One thing led to another. At Donna Baldacci’s suggestion, Stallard simplified her concept to a more manageable size and scope, and asked three students to join her–three she knew she could count on to see it through: Katrina Dennis, Alyssa Paro and Lynn Quire. (In the end, Quire had to withdraw due to focus on her own small business.)
The Stained Glass Gallery is one of a dwindling number of traditional stained glass restoration studios in America. Now located in a former church, the studio specializes in large scale liturgical, commercial and residential design and fabrication, with a strong track record in restoring historically significant art glass panels for religious and public spaces as well as private residences. For this project, the owners donated their time and expertise as mentors, along with the support of their apprentice, Jude Martinez.
“Donna and Kirk did this out of graciousness and passion for the craft,” Stallard said. “Words can’t describe my gratitude.”
It takes decades to become proficient in art glass fabrication–Stallard and her students had mere weeks to execute the geometric sunburst with the “IU” logo at the center and a variety of shapes radiating outward.
Stained glass is a unique medium on many levels. It is a rigid substance whose final effect is extremely variable.
“In painting, if you want a magenta flower, you paint it magenta,” Baldacci said. “But in our world, you have to consider the light source in order to decide how to achieve that color, depending on conditions like how the light is going to behave in different seasons, at different times of day, which direction the window is facing.”
That means having a good concept and selecting the right glass.
“You have to develop the skill set of understanding what that window is going to look like when it’s off your bench,” Baldacci said. “And if you make a mistake, it’s very difficult to undo.”
But that’s only the beginning. Equally challenging is working with glass, which seems at first to come in two types: unyielding and broken. True mastery involves exact measurements, subtle manipulation of cutters and snips, the right amount of pressure, and breathing. Stallard and her team put in the hours, and put up with the cuts.
“Every step is challenging,” said Dennis, a graphic design major from Charleston, South Carolina. “But it is so rewarding to see it come together.”
On the afternoon of its unveiling, sun shone through the south-facing windows of the Ogle Center lobby. Mounted in its wooden frame, the window transformed the rays into a dazzling display of color and mood, evoking admiration and inspiring reflection.
Ms. Betty Russo, vice chancellor for advancement, was awed by the craftsmanship revealed by the stunning piece of art, but also noted the successful outreach into the community that made the work possible.
“Anytime we can gather together as a campus community, it creates an opportunity for friendship and fellowship with our colleagues,” Russo said. “Funding by the IU Bicentennial Office ultimately provided us this opportunity to come together and celebrate our exceptionally talented students and faculty.”

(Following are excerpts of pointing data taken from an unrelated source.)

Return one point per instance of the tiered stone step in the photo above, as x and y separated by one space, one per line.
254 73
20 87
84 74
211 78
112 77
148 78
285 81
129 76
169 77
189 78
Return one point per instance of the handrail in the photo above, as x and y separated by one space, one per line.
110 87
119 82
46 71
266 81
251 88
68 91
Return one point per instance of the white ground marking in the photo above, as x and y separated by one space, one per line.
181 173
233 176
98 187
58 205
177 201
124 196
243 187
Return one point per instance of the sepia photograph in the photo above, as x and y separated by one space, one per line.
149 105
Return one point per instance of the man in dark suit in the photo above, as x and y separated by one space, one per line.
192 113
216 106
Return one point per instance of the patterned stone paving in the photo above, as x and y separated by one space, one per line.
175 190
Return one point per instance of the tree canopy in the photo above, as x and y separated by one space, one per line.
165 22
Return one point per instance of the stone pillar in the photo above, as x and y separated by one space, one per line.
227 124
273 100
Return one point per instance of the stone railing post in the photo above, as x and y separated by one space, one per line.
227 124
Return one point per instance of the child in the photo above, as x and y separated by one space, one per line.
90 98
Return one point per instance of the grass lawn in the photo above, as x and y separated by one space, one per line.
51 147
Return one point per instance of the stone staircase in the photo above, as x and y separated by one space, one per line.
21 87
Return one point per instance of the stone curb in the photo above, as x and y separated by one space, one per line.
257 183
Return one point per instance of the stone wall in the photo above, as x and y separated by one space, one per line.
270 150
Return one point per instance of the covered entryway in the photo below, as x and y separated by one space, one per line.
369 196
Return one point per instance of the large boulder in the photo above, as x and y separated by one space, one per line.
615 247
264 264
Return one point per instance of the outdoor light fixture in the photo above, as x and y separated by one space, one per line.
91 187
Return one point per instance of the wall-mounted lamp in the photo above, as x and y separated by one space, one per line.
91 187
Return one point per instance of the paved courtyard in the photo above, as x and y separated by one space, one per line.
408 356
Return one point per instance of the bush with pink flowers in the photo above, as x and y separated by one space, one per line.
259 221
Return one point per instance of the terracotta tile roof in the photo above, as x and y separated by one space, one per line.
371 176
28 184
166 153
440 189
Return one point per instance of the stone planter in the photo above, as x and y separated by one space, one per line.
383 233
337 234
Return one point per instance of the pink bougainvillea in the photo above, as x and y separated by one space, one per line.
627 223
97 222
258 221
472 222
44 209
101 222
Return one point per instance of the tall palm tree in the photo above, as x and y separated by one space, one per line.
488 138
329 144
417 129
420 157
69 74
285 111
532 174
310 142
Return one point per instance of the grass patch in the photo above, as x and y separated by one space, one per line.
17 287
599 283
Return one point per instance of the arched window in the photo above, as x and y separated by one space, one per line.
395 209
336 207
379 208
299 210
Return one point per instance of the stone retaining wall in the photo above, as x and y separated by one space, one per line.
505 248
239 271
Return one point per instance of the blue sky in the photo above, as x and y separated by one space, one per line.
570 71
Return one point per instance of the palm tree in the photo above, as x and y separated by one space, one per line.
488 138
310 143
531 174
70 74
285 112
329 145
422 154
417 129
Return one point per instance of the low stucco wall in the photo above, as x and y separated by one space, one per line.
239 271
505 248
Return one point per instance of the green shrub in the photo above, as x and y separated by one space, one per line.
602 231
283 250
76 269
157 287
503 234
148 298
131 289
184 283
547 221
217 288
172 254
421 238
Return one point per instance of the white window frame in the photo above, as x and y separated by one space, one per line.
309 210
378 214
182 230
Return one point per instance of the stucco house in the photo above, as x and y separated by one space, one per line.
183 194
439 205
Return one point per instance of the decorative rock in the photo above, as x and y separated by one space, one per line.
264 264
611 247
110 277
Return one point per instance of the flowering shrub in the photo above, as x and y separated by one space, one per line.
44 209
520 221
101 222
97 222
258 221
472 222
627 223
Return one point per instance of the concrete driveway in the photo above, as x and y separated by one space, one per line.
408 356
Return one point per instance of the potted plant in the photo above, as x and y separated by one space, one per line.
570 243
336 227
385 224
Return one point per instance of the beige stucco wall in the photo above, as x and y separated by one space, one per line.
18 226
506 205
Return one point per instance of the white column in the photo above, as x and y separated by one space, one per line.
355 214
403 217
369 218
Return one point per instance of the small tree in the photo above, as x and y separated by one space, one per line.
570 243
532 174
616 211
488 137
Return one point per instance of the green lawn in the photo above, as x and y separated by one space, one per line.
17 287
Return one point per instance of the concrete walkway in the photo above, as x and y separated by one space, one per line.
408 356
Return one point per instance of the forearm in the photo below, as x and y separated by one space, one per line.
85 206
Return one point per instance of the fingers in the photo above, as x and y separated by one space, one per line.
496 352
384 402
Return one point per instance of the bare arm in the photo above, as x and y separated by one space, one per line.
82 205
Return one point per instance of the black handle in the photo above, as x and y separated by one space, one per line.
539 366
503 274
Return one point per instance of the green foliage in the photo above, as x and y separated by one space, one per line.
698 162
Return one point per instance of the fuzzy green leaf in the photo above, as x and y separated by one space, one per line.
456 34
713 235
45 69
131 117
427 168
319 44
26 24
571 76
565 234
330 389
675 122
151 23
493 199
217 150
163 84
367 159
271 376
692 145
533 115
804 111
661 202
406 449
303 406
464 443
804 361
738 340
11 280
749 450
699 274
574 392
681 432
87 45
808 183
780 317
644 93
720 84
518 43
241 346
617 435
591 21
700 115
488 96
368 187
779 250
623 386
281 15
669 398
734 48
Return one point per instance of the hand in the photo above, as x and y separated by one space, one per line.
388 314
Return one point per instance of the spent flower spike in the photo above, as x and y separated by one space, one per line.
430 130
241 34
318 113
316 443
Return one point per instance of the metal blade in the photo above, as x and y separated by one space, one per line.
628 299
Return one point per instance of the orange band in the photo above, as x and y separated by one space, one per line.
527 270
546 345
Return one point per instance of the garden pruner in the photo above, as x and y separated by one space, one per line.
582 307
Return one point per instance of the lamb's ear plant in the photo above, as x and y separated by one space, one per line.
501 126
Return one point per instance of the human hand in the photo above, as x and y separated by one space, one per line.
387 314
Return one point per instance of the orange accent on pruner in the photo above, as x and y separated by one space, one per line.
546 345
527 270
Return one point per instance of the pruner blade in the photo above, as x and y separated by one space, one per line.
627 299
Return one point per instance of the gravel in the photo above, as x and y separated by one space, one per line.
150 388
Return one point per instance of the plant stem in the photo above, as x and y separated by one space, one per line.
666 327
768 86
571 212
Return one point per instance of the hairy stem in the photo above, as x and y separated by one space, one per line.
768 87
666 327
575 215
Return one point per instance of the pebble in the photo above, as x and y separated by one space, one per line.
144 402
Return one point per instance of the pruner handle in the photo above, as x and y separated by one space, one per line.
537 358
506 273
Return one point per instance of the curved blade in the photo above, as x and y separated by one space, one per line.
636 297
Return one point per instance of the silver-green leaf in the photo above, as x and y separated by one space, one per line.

While it is too early to know if the project will seed more formal partnership, both Baldacci and Stallard hope that students will become more interested in stained glass restoration, a skill that is in danger of vanishing. And a positive sign is at hand: Paro, who worked on the window, has accepted an offer of employment at the Stained Glass Studio, working as an apprentice to Baldacci and Richmond.
In his remarks at the unveiling, Jim Hesselman, dean of the School of Arts and Letters, summed up the meaning of the window by drawing on the ancient spiritual connection of light and glass.
“For two centuries now Indiana University has had a physical and spiritual connection to this community,” Hesselman said. “And now light and glass have come together to commemorate that connection in celebrating and commemorating 200 years of Indiana University.”